Mentre tutti sanno che l’UE continua a firmare maxi-contratti sulle armi con le aziende statunitensi, rinunciando al tempo stesso a forniture energetiche russe — e comprando gas statunitense a prezzi più alti —, Orban è riuscito a ottenere per l’Ungheria l’esenzione dalle sanzioni americane su petrolio e gas russo, in cambio di nuovi accordi sulle armi e sull’energia nucleare con Washington.
Il faccia a faccia tra Orban e Trump è stato uno scambio diretto e pragmatico: da una parte, gli Stati Uniti incassano un contratto da 700 milioni di dollari per la vendita di armamenti alle forze armate di Budapest
Dall’altra, l’Ungheria ottiene un’esenzione di almeno un anno dalle sanzioni su gas e petrolio russi, garantendo così prezzi energetici tra i più bassi d’Europa per le famiglie ungheresi.
L’accordo comprende anche la fornitura di combustibile nucleare e la prospettiva di futuri investimenti energetici tra i due Paesi, in particolare per 12 mini-reattori modulari che potrebbero valere 20 miliardi di dollari.
Il presidente Trump ha motivato la decisione spiegando che l’Ungheria “non ha porti e non può facilmente diversificare le sue forniture”, giustificando quindi un trattamento diverso rispetto agli altri Paesi UE senza accesso diretto al mare.
Un endorsement senza precedenti per Orban, che in conferenza stampa non ha esitato a ringraziare Trump e a sottolineare come il tycoon newyorkese abbia “riaperto una nuova età dell’oro nei rapporti con Washington”.
Di fronte alla determinazione di Orban, l’Unione Europea resta impantanata in una doppia trappola.
Da una parte, Bruxelles rinnova e rafforza ormai da mesi i pacchetti di sanzioni contro Mosca (siamo al XIX round), criticando Budapest per la sua “vicinanza” al Cremlino.
Eppure, nel concreto, si ritrova costretta ad acquistare armi dagli Stati Uniti per sostenere la propria sicurezza e a importare gas liquido americano, pagandolo a caro prezzo in un mercato globale estremamente competitivo.
Al contrario, l’Ungheria — che da anni partecipa solo nominalmente al fronte anti-russo, limitandone l’impatto per la propria economia — si assicura energia più economica e si presenta all’elettorato interno come “difensore della convenienza energetica nazionale”.

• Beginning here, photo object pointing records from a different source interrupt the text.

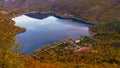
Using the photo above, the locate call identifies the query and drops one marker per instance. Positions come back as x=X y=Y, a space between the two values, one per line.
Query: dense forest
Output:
x=103 y=47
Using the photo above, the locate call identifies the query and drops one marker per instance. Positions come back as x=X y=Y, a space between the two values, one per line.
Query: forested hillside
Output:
x=103 y=48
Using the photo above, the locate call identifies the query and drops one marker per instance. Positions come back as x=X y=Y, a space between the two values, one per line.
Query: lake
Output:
x=47 y=29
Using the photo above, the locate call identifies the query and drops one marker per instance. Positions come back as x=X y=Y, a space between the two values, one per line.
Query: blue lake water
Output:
x=40 y=32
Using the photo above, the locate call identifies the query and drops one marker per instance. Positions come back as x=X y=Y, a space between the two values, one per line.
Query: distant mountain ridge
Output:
x=87 y=10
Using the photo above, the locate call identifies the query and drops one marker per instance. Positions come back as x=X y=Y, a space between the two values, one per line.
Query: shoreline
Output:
x=60 y=16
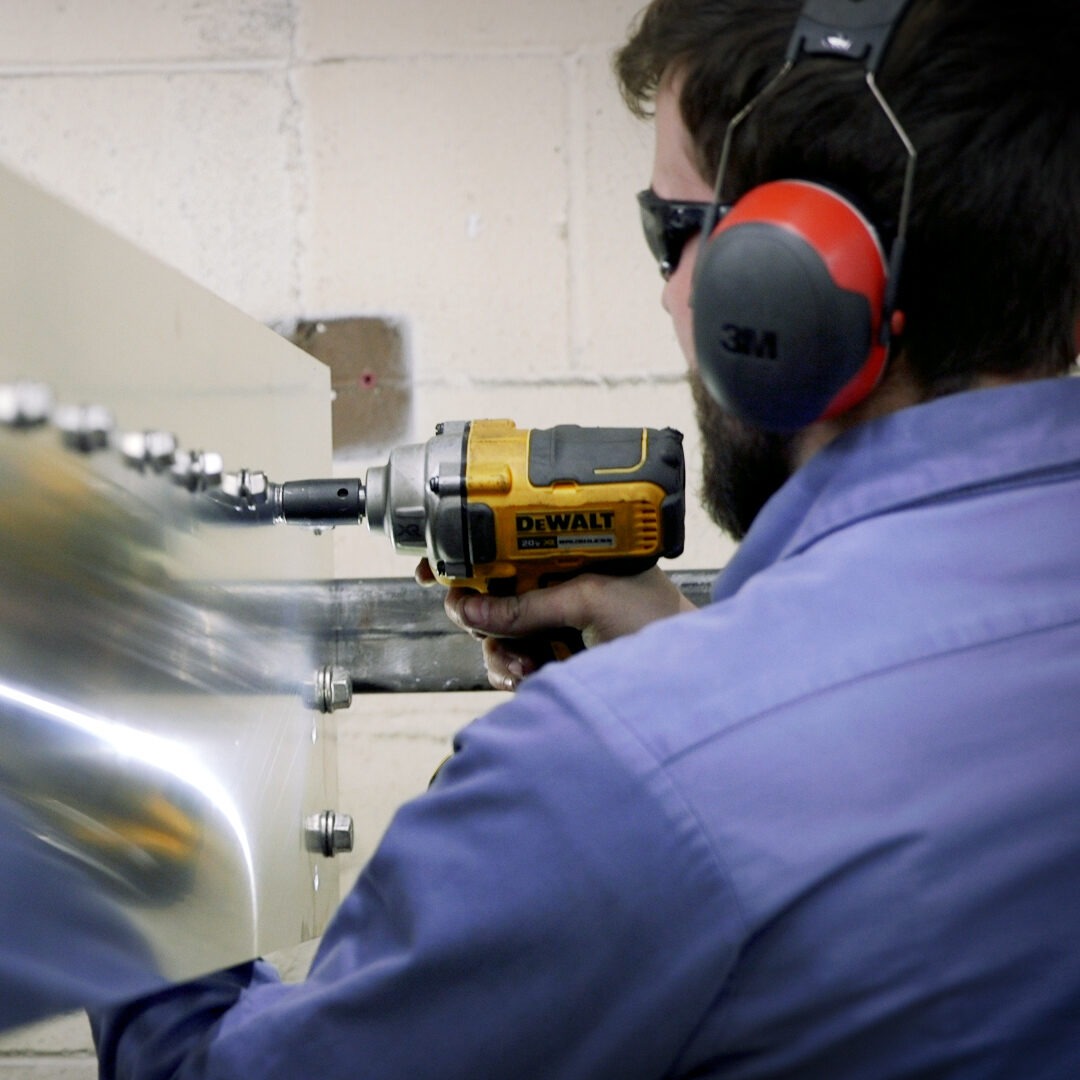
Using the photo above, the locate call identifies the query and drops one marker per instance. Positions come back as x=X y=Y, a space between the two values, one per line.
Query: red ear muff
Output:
x=787 y=306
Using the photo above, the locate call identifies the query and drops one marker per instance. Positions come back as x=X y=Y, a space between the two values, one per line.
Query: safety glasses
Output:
x=670 y=225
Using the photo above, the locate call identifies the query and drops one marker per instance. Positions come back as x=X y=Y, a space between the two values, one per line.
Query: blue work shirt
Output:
x=828 y=826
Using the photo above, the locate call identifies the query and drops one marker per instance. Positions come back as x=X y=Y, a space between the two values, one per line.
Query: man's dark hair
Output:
x=989 y=95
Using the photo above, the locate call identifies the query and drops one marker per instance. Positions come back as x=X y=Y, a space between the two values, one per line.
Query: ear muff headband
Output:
x=791 y=322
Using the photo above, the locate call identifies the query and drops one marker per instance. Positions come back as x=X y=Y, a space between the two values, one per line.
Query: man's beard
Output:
x=743 y=466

In un solo viaggio, Orban ha dato prova di poter ottenere condizioni migliori direttamente dall’America, e soprattutto bypassando le mediazioni UE, confermando la sua linea sovranista.

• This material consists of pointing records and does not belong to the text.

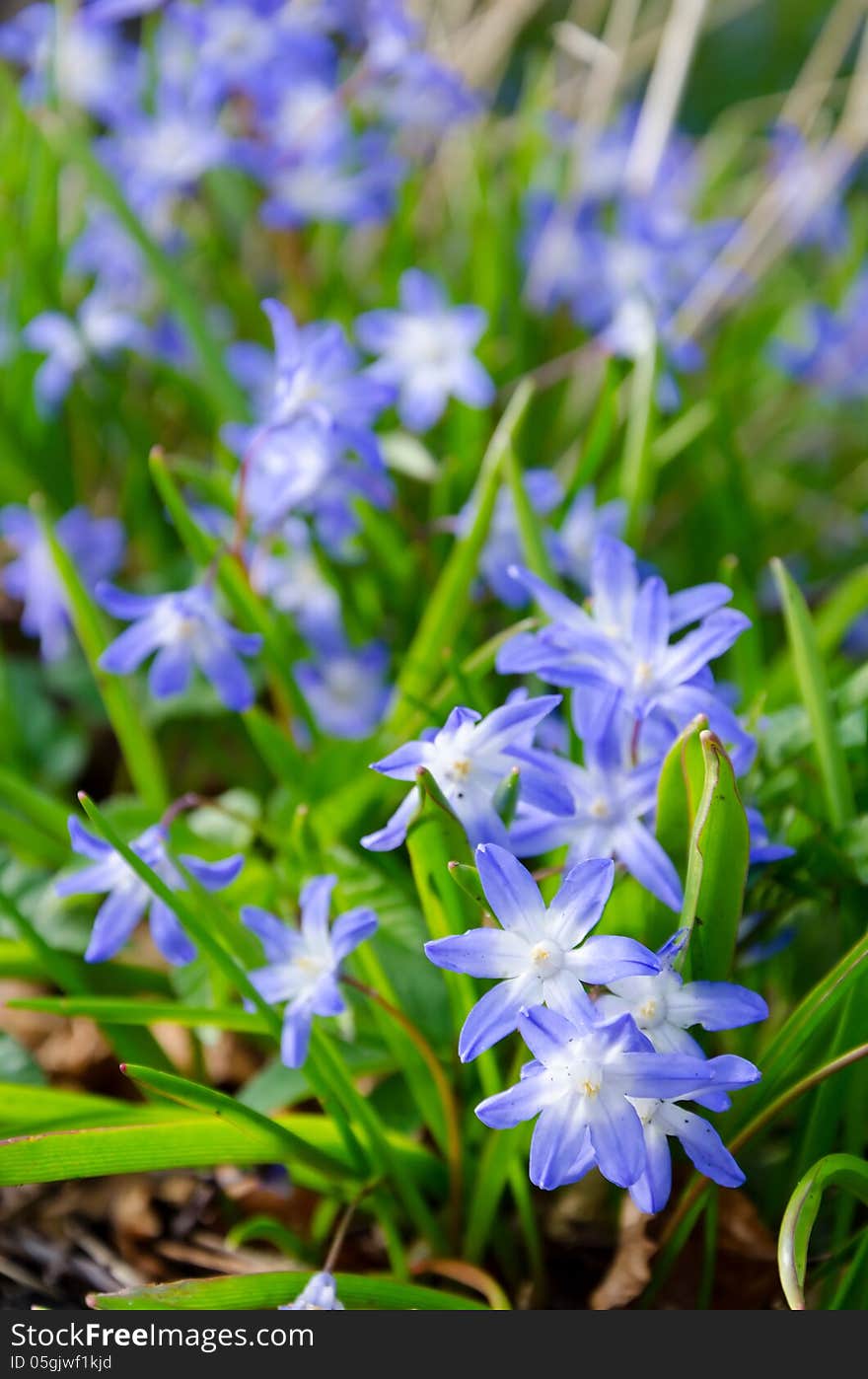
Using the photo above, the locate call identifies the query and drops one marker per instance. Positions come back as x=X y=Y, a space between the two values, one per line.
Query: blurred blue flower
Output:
x=802 y=172
x=96 y=546
x=284 y=570
x=761 y=848
x=425 y=350
x=700 y=1140
x=304 y=964
x=666 y=1007
x=504 y=543
x=185 y=630
x=128 y=898
x=613 y=799
x=319 y=1294
x=470 y=758
x=542 y=953
x=577 y=536
x=832 y=356
x=619 y=652
x=345 y=687
x=101 y=327
x=85 y=61
x=581 y=1085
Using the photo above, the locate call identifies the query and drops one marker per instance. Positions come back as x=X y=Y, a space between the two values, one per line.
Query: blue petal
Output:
x=394 y=834
x=493 y=1017
x=615 y=1133
x=693 y=605
x=546 y=1033
x=114 y=921
x=277 y=939
x=172 y=671
x=169 y=936
x=504 y=724
x=649 y=863
x=716 y=1005
x=480 y=953
x=126 y=654
x=296 y=1036
x=609 y=959
x=86 y=842
x=556 y=1142
x=349 y=929
x=509 y=890
x=702 y=1145
x=228 y=675
x=315 y=902
x=652 y=1189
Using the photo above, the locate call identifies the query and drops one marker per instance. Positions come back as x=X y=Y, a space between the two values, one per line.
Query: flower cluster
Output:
x=609 y=1076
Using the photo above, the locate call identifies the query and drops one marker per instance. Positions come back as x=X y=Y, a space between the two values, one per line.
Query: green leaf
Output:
x=815 y=692
x=38 y=808
x=134 y=738
x=833 y=1171
x=831 y=620
x=716 y=868
x=71 y=974
x=119 y=1011
x=446 y=609
x=192 y=913
x=280 y=647
x=287 y=1147
x=530 y=529
x=269 y=1291
x=680 y=790
x=470 y=882
x=187 y=1142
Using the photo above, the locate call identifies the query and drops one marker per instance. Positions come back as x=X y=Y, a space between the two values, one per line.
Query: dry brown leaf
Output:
x=629 y=1271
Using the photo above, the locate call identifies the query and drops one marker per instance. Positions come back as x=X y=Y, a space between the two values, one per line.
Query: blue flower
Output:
x=504 y=544
x=319 y=1294
x=585 y=1076
x=284 y=570
x=619 y=654
x=86 y=62
x=664 y=1005
x=345 y=687
x=700 y=1140
x=185 y=630
x=761 y=848
x=349 y=181
x=128 y=898
x=470 y=758
x=542 y=952
x=427 y=350
x=101 y=327
x=94 y=544
x=304 y=964
x=833 y=354
x=581 y=527
x=612 y=799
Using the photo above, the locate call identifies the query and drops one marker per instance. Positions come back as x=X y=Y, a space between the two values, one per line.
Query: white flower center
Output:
x=546 y=959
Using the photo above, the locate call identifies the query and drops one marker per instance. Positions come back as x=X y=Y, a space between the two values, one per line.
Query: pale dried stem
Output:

L’accordo Trump-Orban non si limita solo alle esenzioni energetiche: previsti anche nuovi investimenti nel settore bellico e partnership strategiche su tecnologie nucleari e forniture di combustibile, mentre Budapest si impegna ad acquistare negli anni futuri anche gas naturale liquido dagli USA, ma senza rinunciare a quello russo, ora finalmente senza restrizioni.
Nel panorama internazionale, Trump ha lanciato la proposta di un vertice a tre con Orban e Putin a Budapest “per riaprire i canali di dialogo” con Mosca, commentando con toni critici le scelte dell’amministrazione Biden e ricordando agli altri Paesi europei che “chi ha porti e alternative non può permettersi di giudicare chi non le ha”.

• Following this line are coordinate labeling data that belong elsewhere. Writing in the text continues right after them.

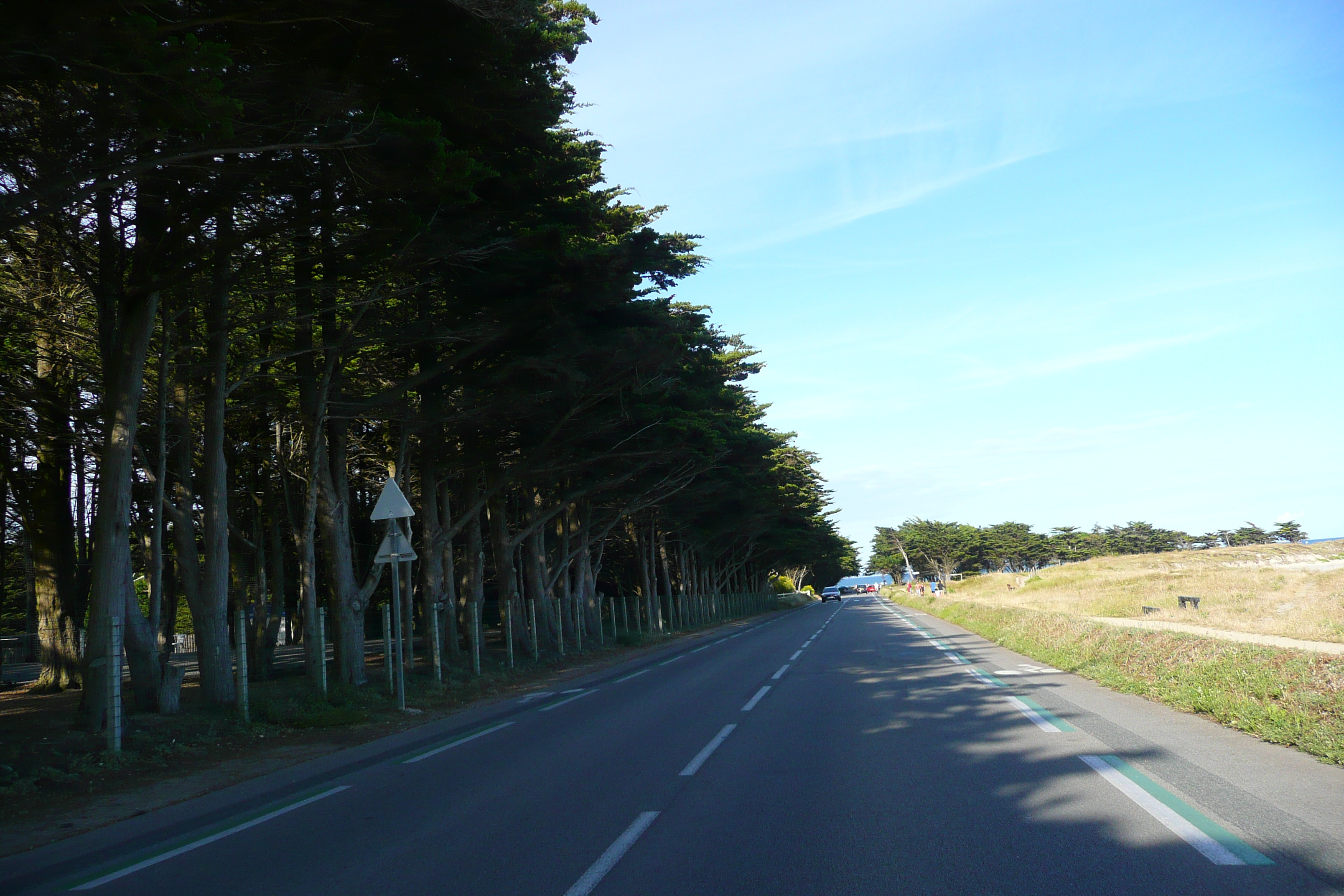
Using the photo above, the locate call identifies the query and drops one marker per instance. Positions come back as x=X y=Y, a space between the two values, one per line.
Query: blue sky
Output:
x=1051 y=262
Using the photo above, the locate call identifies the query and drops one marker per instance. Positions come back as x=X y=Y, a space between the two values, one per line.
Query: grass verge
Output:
x=1289 y=697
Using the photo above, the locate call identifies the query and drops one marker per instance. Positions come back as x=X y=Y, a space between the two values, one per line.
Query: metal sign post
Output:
x=396 y=550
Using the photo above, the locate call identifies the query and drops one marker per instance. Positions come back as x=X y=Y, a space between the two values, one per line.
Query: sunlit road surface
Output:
x=858 y=749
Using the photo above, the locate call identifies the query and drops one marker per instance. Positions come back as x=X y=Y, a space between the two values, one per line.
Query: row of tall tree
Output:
x=260 y=256
x=940 y=550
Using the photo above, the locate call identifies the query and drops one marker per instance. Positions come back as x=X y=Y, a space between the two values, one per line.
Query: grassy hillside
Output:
x=1289 y=590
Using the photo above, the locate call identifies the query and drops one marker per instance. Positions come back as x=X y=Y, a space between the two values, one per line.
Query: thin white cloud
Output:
x=987 y=377
x=871 y=206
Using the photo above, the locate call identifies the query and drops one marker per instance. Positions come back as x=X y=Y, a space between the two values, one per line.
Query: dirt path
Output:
x=1319 y=647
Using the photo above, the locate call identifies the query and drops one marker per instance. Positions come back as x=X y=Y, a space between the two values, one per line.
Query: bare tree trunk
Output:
x=347 y=609
x=211 y=610
x=667 y=574
x=475 y=562
x=449 y=577
x=534 y=582
x=111 y=574
x=646 y=580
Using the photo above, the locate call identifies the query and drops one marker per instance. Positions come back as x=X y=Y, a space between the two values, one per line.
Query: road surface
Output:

L’operazione orchestrata da Orban e Trump rivela uno scenario grottesco: mentre l’UE resta prigioniera di una diplomazia “a senso unico”, che la costringe a comprare armi dagli USA e gas a prezzi esorbitanti dagli stessi americani, l’Ungheria rompe il fronte e ottiene la deroga alle restrizioni energetiche.
Orban, snobbando Von der Leyen e Macron, è riuscito a farsi ascoltare, e tornare a casa con qualcosa di concreto. Una foto di realpolitik che lascia Bruxelles nel ruolo di spettatrice e poliziotto delle regole, incapace di tutelare realmente gli interessi dei propri cittadini.